He leído estos días Redburn, de Herman Melville, y cuánto me ha gustado. La he leído en la impecable traducción de Miguel Temprano para Alba, publicada en 2008. Redburn (1849), como saben, es la crónica novelada del primer viaje por mar que realizó Melville cuando, con apenas veinte años de edad, empujado por la indigencia, se enroló como grumete en un buque mercante que hacía la travesía de ida y vuelta de Nueva York a Liverpool. Escrita nueve años después de los hechos narrados, es un relato de formación lleno de ingenuidad, de franqueza, de vitalidad, de generosa y abierta humanidad, también de bondad, de compasión, de alegría.
Qué bien me cae Melville, y qué personalidad tan entrañable la suya, sobre todo en sus años de juventud, sedientos de novedad y de experiencia. Imposible desgranar aquí los pasajes remarcables de este libro conmovedor, que recomiendo vivamente como lectura veraniega, sobre todo si se pasan las vacaciones –quien las tenga– cerca del mar. Aunque la soberbia descripción del puerto de Liverpool contiene páginas terribles, estremecedoras, que se prolongan con la descripción de las condiciones en que viajaban a América los emigrantes europeos.
Melville sigue siendo el gran novelista de Estados Unidos. Nadie como él ha prefigurado en sus libros el carácter y el destino de ese país. Leídas en secuencia: Redburn (1849), Chaqueta blanca (1850) y Moby Dick (1851) cuentan casi proféticamente el camino recorrido por Estados Unidos desde su fundación hasta la actualidad. A bordo primero del Highlander, luego de la fragata United States y finalmente del ballenero Pequod, el lector asiste a la metamorfosis del encendido internacionalismo que anima las páginas de Redburn en el inquietante predestinacionismo que impregna Chaqueta blanca, hasta abocarse al delirio paranoide y autodestructivo del capitán Ahab.
Qué bien me cae Melville, y qué personalidad tan entrañable la suya, sobre todo en sus años de juventud, sedientos de novedad y de experiencia
Pero no es este lugar para explorar el mensaje terrible que sugieren estas tres novelas, escritas casi en secuencia. Aquí quiero anotar simplemente –a las puertas del verano, en que tanto uso se suele hacer de ellas– el decepcionado lamento que el joven Redburn hace a cuenta de la caducidad y obsolescencia de las guías de viaje.

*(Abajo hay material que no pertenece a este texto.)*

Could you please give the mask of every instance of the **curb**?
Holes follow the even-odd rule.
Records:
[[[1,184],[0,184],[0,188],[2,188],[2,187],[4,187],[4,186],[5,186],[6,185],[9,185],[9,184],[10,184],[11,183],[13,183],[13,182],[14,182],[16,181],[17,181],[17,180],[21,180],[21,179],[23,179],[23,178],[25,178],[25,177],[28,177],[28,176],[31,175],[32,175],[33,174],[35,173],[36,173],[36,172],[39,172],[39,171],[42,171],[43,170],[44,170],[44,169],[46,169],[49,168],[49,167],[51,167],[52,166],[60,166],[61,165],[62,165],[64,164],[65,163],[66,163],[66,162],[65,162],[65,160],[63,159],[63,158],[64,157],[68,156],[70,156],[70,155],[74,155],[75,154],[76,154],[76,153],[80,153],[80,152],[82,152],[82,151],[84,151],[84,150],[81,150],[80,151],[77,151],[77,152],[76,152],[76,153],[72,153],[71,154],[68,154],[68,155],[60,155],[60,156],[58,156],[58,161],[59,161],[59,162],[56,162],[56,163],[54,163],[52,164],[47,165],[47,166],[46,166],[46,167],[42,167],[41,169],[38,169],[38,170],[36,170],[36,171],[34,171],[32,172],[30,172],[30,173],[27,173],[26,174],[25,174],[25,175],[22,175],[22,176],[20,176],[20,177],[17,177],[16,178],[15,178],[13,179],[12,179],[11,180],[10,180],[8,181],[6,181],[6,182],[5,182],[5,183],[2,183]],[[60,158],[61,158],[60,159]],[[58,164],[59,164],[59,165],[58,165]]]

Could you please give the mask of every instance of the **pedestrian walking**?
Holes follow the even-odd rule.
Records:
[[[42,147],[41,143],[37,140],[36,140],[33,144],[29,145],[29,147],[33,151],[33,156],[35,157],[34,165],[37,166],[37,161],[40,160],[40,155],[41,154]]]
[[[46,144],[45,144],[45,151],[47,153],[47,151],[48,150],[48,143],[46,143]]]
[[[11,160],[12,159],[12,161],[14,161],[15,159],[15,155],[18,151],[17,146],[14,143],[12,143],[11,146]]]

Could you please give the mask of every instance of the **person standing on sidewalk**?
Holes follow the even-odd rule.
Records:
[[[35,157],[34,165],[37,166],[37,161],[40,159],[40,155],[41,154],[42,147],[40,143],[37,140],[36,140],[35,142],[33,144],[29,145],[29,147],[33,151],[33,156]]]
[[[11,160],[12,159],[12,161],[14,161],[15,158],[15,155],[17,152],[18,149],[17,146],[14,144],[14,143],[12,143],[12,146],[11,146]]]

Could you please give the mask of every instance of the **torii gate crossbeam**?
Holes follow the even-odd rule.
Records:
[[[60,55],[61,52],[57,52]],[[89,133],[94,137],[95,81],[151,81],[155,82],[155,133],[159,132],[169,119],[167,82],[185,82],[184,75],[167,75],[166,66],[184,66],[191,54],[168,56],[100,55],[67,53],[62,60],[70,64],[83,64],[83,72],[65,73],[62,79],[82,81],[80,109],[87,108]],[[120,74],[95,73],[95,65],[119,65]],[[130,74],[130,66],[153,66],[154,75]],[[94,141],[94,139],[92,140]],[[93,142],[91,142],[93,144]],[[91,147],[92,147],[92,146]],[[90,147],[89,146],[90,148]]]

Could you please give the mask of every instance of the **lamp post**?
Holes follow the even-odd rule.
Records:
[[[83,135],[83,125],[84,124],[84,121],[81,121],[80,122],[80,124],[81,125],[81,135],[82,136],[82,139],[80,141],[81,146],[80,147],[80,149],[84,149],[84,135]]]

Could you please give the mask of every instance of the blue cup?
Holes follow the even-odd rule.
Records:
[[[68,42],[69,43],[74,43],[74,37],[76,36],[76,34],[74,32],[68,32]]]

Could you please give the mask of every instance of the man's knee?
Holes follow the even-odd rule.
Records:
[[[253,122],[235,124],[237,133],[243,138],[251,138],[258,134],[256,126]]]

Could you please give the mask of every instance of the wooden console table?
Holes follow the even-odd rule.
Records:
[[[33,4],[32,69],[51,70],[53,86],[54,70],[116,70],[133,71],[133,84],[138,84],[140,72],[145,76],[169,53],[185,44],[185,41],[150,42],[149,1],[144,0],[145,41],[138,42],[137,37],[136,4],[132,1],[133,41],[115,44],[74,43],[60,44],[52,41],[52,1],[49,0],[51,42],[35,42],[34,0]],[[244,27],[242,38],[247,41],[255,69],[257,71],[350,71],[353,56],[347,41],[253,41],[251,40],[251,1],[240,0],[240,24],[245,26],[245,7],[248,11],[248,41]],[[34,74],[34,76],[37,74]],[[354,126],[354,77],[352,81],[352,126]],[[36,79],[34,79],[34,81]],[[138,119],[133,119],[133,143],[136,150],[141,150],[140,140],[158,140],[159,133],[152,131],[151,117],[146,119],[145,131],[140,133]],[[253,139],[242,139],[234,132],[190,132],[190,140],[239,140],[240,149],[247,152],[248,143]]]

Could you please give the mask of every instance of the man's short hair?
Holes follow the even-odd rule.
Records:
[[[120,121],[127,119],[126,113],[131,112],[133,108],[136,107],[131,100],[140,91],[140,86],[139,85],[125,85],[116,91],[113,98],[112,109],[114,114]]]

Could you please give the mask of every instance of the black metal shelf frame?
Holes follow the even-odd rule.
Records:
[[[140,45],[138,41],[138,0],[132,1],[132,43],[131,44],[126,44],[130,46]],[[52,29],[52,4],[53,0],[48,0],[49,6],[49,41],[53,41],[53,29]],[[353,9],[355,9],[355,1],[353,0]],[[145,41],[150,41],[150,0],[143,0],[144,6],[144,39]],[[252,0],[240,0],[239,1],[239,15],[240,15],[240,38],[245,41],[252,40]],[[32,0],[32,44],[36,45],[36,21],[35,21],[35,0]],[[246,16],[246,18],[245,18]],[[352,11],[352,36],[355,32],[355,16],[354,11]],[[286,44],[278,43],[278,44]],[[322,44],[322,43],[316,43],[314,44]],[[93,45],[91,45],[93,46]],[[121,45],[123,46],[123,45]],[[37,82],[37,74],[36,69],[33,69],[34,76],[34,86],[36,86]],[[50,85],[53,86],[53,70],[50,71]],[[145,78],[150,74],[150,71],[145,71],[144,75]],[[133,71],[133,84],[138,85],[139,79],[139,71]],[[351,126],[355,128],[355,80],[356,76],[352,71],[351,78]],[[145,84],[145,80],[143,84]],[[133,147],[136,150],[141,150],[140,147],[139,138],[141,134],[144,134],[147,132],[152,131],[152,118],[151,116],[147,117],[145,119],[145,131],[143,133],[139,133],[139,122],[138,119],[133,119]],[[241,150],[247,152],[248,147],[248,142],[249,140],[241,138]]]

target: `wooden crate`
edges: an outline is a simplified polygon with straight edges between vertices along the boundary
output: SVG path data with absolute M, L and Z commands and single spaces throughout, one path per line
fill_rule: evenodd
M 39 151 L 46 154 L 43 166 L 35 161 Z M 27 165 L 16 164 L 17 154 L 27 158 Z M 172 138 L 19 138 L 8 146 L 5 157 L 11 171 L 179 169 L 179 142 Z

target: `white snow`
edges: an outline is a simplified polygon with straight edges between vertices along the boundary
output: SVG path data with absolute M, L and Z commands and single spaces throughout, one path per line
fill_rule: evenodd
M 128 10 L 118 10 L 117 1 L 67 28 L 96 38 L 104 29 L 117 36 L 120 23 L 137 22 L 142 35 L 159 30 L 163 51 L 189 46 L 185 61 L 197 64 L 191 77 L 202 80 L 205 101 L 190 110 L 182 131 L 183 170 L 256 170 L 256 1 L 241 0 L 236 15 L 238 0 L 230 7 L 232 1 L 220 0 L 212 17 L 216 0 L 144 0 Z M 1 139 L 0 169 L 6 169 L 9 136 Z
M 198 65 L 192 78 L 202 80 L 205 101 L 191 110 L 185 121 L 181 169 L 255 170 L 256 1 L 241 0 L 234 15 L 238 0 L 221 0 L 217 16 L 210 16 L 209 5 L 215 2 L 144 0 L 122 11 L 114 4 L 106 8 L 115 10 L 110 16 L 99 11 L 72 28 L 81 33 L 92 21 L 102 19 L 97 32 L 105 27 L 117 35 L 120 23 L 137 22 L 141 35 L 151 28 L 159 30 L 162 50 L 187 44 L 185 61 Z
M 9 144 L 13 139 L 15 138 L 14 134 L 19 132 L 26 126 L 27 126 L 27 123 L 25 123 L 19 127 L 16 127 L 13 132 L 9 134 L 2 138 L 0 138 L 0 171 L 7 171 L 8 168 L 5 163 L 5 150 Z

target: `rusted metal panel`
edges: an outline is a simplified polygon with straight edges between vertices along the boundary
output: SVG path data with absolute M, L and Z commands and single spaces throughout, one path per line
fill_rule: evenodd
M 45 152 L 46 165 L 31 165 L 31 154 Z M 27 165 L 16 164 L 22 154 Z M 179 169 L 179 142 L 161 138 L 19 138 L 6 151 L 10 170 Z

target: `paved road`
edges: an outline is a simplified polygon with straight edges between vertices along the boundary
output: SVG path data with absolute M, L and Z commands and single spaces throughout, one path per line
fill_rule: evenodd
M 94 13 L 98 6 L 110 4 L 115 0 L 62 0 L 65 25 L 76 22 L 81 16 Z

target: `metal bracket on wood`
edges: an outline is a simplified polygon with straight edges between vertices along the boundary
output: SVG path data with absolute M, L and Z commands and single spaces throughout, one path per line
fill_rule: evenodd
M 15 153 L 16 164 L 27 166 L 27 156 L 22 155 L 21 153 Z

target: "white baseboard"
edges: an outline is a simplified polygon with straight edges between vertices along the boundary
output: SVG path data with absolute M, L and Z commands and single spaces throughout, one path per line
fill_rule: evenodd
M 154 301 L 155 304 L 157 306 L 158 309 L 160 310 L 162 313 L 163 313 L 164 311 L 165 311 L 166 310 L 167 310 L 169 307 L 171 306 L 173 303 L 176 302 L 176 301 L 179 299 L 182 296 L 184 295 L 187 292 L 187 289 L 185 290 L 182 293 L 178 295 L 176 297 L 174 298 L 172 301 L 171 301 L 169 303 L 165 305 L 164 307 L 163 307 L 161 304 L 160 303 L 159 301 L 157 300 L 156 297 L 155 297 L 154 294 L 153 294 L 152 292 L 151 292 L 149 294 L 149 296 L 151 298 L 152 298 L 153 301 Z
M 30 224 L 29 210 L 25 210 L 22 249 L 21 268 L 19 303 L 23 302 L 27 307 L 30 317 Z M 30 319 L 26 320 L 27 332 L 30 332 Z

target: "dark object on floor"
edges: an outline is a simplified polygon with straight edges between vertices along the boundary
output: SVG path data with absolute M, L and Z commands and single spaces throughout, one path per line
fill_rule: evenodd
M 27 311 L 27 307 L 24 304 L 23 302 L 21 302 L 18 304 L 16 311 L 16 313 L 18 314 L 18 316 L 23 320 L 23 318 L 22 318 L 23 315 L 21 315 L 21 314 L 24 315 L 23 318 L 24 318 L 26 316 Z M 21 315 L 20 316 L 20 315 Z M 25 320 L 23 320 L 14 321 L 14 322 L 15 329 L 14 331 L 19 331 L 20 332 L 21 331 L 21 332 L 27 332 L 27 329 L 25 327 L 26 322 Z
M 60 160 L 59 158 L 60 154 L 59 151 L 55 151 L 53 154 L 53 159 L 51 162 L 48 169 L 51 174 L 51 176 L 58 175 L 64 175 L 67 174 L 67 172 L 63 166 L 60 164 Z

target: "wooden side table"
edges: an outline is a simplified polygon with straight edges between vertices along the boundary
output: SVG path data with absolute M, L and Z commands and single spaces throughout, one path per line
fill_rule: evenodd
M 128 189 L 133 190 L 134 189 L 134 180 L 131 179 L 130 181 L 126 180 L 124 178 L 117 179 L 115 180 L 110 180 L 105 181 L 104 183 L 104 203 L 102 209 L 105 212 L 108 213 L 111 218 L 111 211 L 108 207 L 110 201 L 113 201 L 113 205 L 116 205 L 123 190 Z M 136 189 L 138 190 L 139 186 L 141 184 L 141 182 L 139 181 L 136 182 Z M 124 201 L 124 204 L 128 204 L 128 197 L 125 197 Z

El caso es que Redburn viaja a Liverpool llevando consigo, como un tesoro profusamente anotado, la guía que su padre empleó años atrás durante sus visitas a la ciudad. Y se siente enormemente contrariado cuando descubre que casi todas las informaciones que le procura ya no le sirven, pues en apenas tres décadas la ciudad se ha transformado enteramente.
La constatación le proporciona una importante lección sobre la mutabilidad de todas las cosas (“el mundo, muchacho, no para de moverse, sus hoteles están siempre demoliéndose; nunca se detiene y sus arenas cambian incesantemente”), a la que Redburn arranca la siguiente conclusión: “Las guías son los libros menos fiables de la literatura; y casi toda la literatura, en cierto sentido, está hecha de guías.
Las viejas nos hablan de cómo recorrían nuestros padres las vías y patios de antaño, aunque muy pocos de sus lugares pueden rastrearse en la posteridad; entre avenidas y nuevos edificios, ¡qué pocos siguen encontrándole sentido a una guía vieja! Cada época escribe sus propias guías y las viejas solo sirven para pasta de papel. Solo hay una guía sagrada, que nunca te engañaría si la sigues con rectitud, y algunos muy nobles monumentos que perdurarán, aunque se desmoronen las pirámides”.
Resulta interesante esta melancólica visión de la literatura concebida como una sucesión de guías de vida que, a excepción de unos pocos casos contados –esos mismos a los que concedemos el estatuto de clásicos–, pierden pronto aliciente y utilidad para el lector que llega apenas una generación después y al que ya no sirven los viejos libros en que tanto aprendieron y disfrutaron sus mayores.